Third, we shall be cautious to ensure that the debt risk is controllable overall. The CPC Central Committee and the State Council have attached great importance to the debt risk prevention and control, and regard it as one of the major tasks of the "three tough battles" (preventing financial risks, reducing poverty and tackling pollution). China's government debt ratio was 38.5% by the end of 2019, much lower than that of major developed and emerging economies. For example, the debt ratio of the United States was 106%, the European Union 80%, Japan 238%, India 69%, and Brazil 92%. 

In general, it is feasible, safe, and necessary to raise deficit ratio appropriately and issue special bonds to deal with the COVID-19 pandemic. Such fiscal policies are not only conducive to stabilizing China's economy, but also the global economy. Thank you.  

Ning Jizhe:

Please allow me to add one more point. To deal with the relationship between debt and economy, and give full play on the proactive role of local government debt in boosting social and economic development, the funds coming from the special bonds at the local level will be used for projects in three categories. First, they will be used for major strategic projects designed by the CPC Central Committee and the State Council. Second, they will be used for public welfare projects with certain returns. Third, they will only be used for capital expenditure, not for running expenses. These funds will mobilize private capitals to promote effective investment, expand domestic demand, and maintain growth, which will produce more effective assets.  
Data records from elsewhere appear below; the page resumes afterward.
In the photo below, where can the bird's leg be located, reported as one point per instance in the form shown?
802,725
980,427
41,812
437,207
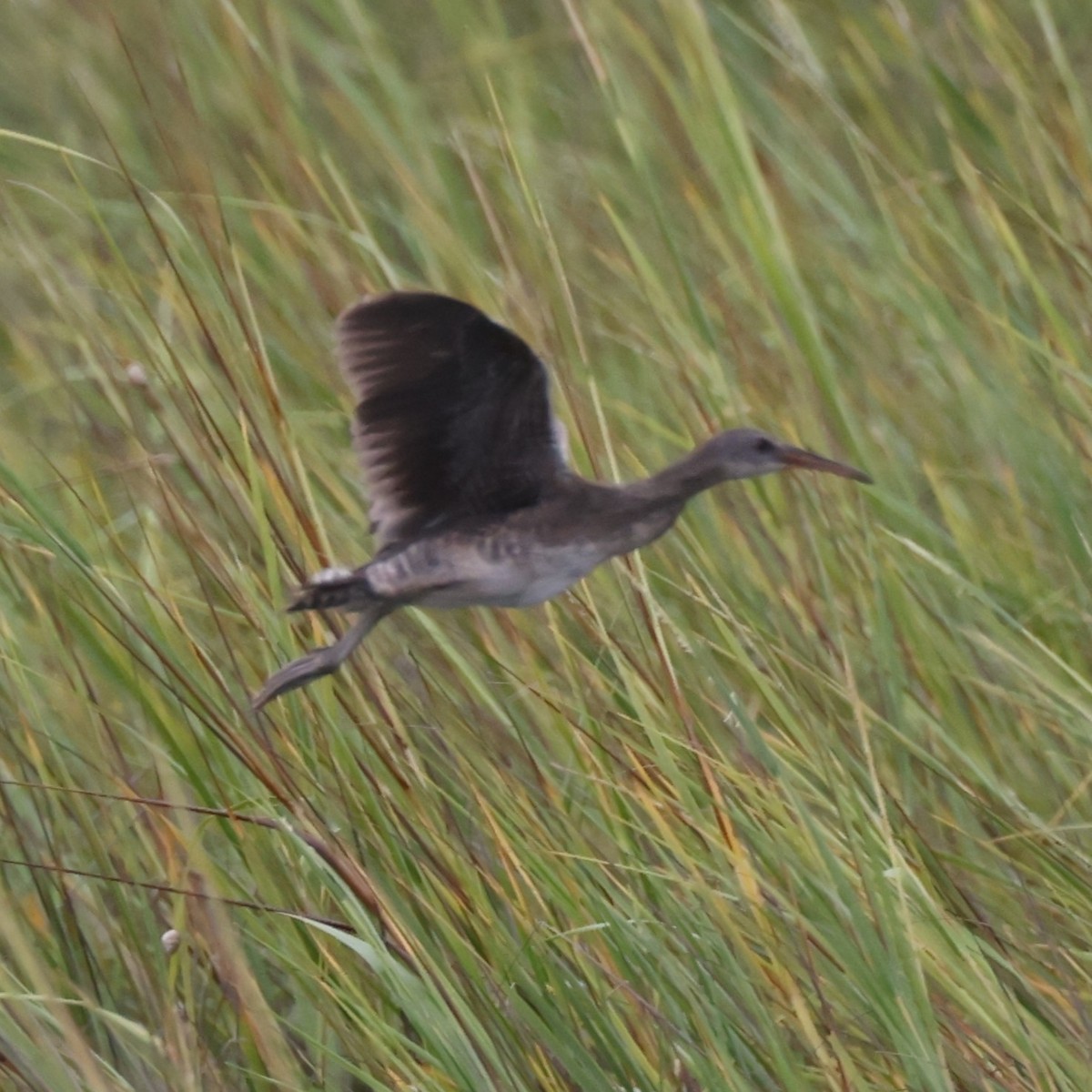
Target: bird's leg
320,662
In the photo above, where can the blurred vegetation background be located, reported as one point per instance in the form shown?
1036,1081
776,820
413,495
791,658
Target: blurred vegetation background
798,798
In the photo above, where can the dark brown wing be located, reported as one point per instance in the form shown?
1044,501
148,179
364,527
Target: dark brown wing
453,414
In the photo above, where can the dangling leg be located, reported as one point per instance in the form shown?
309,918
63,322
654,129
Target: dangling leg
321,662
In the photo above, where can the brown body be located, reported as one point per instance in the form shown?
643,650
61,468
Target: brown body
473,502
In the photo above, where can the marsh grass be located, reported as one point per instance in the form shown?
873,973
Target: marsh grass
796,800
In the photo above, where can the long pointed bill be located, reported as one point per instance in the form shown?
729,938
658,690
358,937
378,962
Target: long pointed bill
809,461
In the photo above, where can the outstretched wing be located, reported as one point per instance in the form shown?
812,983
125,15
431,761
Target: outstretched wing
453,415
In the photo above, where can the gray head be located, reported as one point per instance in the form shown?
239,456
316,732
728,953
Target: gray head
746,452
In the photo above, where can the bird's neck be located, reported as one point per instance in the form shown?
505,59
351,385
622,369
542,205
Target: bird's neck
676,484
647,509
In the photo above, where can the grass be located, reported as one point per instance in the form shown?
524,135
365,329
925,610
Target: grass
798,798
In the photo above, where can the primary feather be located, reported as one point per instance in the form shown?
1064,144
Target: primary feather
453,415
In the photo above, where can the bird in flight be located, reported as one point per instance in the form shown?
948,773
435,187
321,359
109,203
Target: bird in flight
472,500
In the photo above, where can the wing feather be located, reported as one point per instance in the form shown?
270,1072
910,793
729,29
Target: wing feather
452,416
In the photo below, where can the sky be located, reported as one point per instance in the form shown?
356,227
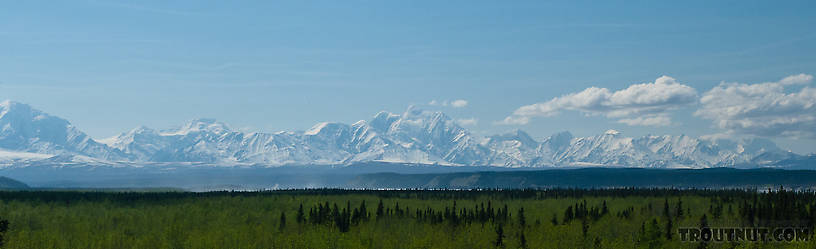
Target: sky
734,69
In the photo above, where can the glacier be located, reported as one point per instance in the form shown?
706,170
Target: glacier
31,137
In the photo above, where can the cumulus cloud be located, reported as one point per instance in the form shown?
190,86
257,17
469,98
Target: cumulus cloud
650,120
639,104
458,103
467,121
763,109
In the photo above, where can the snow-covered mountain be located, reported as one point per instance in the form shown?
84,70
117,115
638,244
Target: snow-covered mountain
29,136
24,129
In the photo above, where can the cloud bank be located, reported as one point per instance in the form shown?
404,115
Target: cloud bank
459,103
645,104
764,109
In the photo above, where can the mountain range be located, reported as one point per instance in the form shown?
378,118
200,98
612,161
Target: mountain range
30,137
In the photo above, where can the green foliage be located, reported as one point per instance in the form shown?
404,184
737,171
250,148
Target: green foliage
612,218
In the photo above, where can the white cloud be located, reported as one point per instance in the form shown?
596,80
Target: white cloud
467,121
650,120
459,103
763,109
639,104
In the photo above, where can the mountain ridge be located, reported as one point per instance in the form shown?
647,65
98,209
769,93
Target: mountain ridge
414,136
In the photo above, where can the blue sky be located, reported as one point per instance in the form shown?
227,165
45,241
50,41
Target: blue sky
109,66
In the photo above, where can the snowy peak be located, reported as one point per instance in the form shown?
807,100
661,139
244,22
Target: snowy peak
200,125
25,129
414,136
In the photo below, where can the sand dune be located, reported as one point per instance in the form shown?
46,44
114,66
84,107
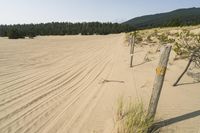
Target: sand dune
71,84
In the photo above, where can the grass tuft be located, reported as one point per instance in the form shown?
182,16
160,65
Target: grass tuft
132,117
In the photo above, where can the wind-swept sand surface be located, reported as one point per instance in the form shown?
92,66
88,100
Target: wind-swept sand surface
70,84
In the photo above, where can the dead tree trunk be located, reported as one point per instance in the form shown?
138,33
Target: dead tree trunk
158,83
188,65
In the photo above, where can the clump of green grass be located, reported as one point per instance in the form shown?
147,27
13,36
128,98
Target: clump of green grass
132,117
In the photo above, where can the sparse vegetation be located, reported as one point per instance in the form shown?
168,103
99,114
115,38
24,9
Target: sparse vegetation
132,117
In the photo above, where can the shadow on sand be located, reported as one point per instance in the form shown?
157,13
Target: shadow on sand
174,120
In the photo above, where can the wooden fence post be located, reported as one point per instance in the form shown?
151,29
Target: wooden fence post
158,83
132,49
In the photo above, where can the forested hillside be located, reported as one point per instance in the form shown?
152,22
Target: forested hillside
181,17
65,28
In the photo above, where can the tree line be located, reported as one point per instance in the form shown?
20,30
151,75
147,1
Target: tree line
62,28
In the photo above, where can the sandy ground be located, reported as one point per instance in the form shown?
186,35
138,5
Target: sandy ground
56,84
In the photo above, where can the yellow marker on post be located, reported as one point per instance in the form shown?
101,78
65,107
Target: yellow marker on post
160,71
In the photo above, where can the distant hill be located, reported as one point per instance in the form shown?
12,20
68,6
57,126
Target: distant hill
180,17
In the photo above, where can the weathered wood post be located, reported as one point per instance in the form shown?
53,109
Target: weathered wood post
132,49
158,83
188,65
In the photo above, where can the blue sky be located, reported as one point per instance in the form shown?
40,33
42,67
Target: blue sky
37,11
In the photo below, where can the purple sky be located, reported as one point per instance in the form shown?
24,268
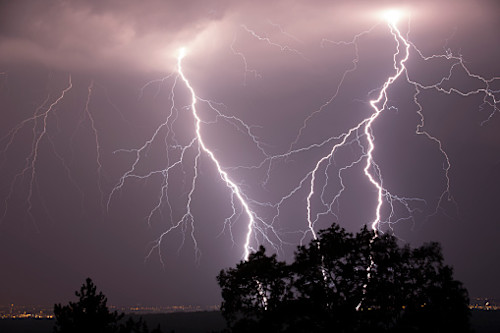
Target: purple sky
270,70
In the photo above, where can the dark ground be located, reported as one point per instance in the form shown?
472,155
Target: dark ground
204,322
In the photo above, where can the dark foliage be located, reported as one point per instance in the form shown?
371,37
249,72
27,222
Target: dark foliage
91,314
346,283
I want to make clear that the market economy, from the perspectives of accounting and statistics, is an economy of assets and liabilities. Every company has a balance sheet, so does a country. According to requirements of the Third Plenary Session of the 18th CPC Central Committee, the National Bureau of Statistics has compiled national balance sheets. The latest balance sheet shows that China's total assets have surpassed 1,300 trillion yuan. This asset did not come out of thin air. It is the achievement of years of investment and development. Our infrastructure construction, including transportation, telecommunication, energy, water conservancy, and municipal engineering, has produced effective assets thanks to the support of such investment. We have the most complete industrial system in the world with the most sophisticated classification. Therefore, we will promote some reasonable debt investment to produce a large number of effective assets, which will lay a more solid foundation for economic development and ensure people's well-being. Thank you.